Dean Headley, co-author of the national Airline Quality Rating from Wichita State University, says public concerns over COVID-19 will mostly negatively affect air travel internationally, but will certainly have some impact on domestic air travel as the virus spreads.
“At this point, the biggest impact is on international travel,” said Headley. “Truth be told, there’s a silver lining for those travelers who continue to fly domestically. If the coronavirus results in a reduction in passengers flying commercially, airline performance will likely be better. History shows that fewer travelers helps the system perform better. Of course, the downside for the airlines is they’ll lose money because fewer people are traveling.”
Initially, Headley says the large US airports will likely be affected more than smaller regional airports because they handle most of the international traffic. The hub and spoke system of air travel also presents challenges to all airports in trying to contain the virus.
Leisure travelers are in the process of making their summer plans now, so depending on the spread of the virus domestically, there could be a reduction in leisure travel for the summer, according to Headley. “There’s a lot of complex issues, especially concerning human nature and what people are willing to do despite warnings in terms of air travel and the community spread of the virus,” said Headley.
Looking back, the events of 9/11 come to mind regarding when air travel was considered a risky choice.

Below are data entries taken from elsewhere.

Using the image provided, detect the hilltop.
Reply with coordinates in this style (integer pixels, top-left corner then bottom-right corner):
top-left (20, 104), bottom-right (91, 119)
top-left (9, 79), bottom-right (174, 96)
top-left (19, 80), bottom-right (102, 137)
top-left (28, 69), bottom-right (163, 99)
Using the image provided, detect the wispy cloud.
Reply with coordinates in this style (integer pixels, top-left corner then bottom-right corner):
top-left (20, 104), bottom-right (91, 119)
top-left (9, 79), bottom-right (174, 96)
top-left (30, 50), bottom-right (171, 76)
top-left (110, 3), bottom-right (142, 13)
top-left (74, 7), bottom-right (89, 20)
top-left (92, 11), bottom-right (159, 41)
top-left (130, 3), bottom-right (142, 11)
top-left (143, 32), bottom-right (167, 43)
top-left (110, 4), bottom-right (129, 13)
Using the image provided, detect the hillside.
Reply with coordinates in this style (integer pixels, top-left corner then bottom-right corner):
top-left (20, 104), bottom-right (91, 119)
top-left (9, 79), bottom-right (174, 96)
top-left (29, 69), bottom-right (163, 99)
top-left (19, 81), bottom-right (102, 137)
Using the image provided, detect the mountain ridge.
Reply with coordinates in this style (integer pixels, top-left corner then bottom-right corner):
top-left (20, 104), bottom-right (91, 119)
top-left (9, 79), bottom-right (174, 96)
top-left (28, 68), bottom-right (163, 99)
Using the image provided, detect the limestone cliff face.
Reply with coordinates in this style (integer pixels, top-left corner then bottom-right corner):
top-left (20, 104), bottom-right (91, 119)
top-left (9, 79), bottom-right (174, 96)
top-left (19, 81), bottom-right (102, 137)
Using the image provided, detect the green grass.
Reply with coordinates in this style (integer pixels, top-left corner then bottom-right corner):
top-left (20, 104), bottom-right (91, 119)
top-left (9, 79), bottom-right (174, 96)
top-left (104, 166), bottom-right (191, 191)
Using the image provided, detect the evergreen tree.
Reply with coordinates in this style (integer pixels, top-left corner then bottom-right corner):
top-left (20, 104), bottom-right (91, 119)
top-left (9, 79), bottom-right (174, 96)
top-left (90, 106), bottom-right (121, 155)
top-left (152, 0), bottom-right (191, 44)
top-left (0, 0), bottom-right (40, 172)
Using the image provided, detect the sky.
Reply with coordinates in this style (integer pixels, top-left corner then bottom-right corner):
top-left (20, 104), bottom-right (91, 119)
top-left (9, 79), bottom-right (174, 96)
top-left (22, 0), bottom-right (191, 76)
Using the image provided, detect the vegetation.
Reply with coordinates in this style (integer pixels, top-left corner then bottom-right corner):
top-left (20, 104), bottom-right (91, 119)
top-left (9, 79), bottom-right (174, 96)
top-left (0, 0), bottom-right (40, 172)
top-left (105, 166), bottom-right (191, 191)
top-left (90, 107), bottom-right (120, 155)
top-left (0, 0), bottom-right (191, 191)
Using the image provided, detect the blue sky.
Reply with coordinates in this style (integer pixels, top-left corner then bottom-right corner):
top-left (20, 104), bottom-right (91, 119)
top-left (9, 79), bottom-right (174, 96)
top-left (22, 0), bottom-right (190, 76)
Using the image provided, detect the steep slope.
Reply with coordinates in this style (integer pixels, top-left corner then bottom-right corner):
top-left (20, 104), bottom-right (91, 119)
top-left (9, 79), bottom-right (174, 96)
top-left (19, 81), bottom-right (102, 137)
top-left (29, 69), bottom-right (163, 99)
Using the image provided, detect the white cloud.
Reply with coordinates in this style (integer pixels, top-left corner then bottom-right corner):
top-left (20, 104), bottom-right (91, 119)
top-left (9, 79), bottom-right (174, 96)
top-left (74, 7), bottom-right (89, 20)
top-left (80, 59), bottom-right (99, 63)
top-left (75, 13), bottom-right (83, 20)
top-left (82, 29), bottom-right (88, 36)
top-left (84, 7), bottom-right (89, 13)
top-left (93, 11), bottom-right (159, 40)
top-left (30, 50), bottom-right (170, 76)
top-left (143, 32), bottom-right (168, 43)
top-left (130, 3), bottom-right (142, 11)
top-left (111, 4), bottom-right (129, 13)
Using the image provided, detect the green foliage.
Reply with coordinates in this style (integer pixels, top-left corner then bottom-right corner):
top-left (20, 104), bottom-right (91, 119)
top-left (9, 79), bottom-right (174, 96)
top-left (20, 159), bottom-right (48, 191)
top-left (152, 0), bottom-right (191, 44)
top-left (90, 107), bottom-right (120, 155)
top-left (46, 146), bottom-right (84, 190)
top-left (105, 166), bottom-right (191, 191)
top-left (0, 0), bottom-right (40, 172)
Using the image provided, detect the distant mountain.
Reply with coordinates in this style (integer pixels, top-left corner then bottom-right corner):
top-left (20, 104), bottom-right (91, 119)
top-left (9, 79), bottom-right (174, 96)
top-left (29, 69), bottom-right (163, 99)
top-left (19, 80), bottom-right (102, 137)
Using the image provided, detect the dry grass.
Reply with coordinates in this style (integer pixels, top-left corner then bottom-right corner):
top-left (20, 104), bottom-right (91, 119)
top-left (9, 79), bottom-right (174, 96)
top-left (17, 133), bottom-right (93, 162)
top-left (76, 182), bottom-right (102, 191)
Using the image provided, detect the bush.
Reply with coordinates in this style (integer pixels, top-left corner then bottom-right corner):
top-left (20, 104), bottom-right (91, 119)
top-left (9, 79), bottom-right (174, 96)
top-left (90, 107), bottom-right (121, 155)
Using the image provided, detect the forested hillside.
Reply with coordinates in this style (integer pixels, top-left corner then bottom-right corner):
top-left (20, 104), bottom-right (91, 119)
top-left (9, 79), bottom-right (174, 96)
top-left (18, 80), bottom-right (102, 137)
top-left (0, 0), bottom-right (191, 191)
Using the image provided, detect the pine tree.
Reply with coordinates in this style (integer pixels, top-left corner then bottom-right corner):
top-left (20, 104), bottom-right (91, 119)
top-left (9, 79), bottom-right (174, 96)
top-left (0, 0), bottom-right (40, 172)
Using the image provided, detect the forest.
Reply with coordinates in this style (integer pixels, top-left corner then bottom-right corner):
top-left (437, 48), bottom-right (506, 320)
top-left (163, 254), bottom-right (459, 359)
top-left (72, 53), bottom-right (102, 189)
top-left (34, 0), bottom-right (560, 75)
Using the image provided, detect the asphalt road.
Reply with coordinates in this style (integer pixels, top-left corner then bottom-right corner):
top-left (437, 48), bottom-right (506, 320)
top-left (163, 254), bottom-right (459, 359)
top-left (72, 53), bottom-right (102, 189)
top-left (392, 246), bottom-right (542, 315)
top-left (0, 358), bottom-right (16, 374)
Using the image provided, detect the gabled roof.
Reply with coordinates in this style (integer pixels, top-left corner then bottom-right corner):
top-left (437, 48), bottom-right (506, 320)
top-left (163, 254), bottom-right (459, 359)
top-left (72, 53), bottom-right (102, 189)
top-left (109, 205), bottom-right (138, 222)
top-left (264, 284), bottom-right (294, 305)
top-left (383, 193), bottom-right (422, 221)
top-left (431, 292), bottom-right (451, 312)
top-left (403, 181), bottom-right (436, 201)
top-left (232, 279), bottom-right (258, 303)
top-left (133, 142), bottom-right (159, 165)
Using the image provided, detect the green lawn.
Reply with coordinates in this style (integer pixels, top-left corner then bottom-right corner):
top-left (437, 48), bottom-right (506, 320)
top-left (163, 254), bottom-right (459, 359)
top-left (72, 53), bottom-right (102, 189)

At this point, Headley says the airline industry shouldn’t suffer as much from COVID-19 as it did following 9/11.
“It took a couple of years for domestic air travel to recover from 9/11,” said Headley. “The coronavirus is scary, but I don’t think it scares the public like 9/11 did. A lot will depend though on what shape the virus takes over the next few months. Airlines and consumers alike should learn from this and be better prepared for next year and the year after that. Unless the coronavirus becomes more widespread in this country, the impact isn’t going to be as serious as post 9/11.”